By CentralBankNews.info
Sri Lanka’s central bank left its key rates unchanged, as expected, repeating its expectation that official reserves are expected to increase during the rest of the year and the country’s external sector should become more resilient following the recent move to float the Sri Lankan rupee.
The Central Bank of Sri Lanka, which cut rates by 50 basis points in April, added that inflation is expected to remain “comfortably” in low single digits by the end of this year despite the impact of the depreciation of the rupee on inflation.
The central bank’s Standing Deposit Facility Rate (SDFR) was maintained at 6.0 percent and the Standing Lending Facility Rate (SLFR) at 7.50 percent.
Last month the central bank allowed the rupee to float freely by not setting daily spot prices and it quickly fell but has been stable this month. The rupee was trading at 140.86 to the U.S. dollar, down 6.9 percent this year.
In September Sri Lanka’s headline inflation fell to minus 0.3 percent from minus 0.2 percent in July and August due to sharp downward adjustments in administered prices, improved domestic supply, favorable commodity prices and subdued inflation expectations, the bank said.
But reflecting firmer demand conditions, the central bank noted that core inflation rose further to 4.2 percent in September from 3.9 percent in the previous month.
Sri Lanka’s gross official reserves rose to US$ 6.8 billion by the end of September from $6.5 billion at the end of August.
The Central Bank of Sri Lanka issued the following statement:
“Headline inflation, on a year-on-year basis, declined further to -0.3 per cent in September 2015 from -0.2 per cent recorded during the months of July and August 2015. On an annual average basis, headline inflation continued its moderation, recording 0.7 per cent in September 2015 in comparison to 1.0 per cent in the previous month. The impact of the sharp downward adjustments to administratively determined prices at end 2014 and the beginning of 2015, improved domestic supply conditions, favourable global commodity prices and subdued inflation expectations supported the persistence of near-zero levels of headline inflation. Nevertheless, reflecting the firming up of aggregate demand conditions, core inflation increased to 4.2 per cent in September 2015, on a year-on-year basis, from 3.9 per cent in the previous month. Headline inflation is expected to remain comfortably in low single digit levels by end 2015 despite the impact of the depreciation of the Sri Lankan rupee against major currencies on inflation.

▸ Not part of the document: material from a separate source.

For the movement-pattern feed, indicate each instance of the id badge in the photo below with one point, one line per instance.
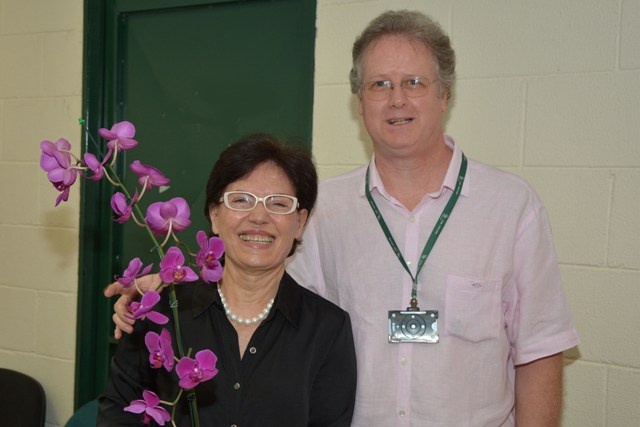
(414, 326)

The effects of the policy measures taken by the Central Bank and the government recently to address emerging imbalances in certain sectors of the economy are yet to be reflected in macroeconomic data, although there are some indications that these measures are beginning to take effect. In the meantime, the Central Bank will continue to monitor the developments in aggregate demand conditions of the economy to ensure sustained economic and price stability.
Taking the above developments in the economy into consideration, the Monetary Board, at its meeting held on 19 October 2015, was of the view that the current monetary policy stance of the Central Bank is appropriate. Accordingly, the Monetary Board decided to maintain the Standing Deposit Facility Rate (SDFR) and the Standing Lending Facility Rate (SLFR) of the Central Bank unchanged at 6.00 per cent and 7.50 per cent, respectively.”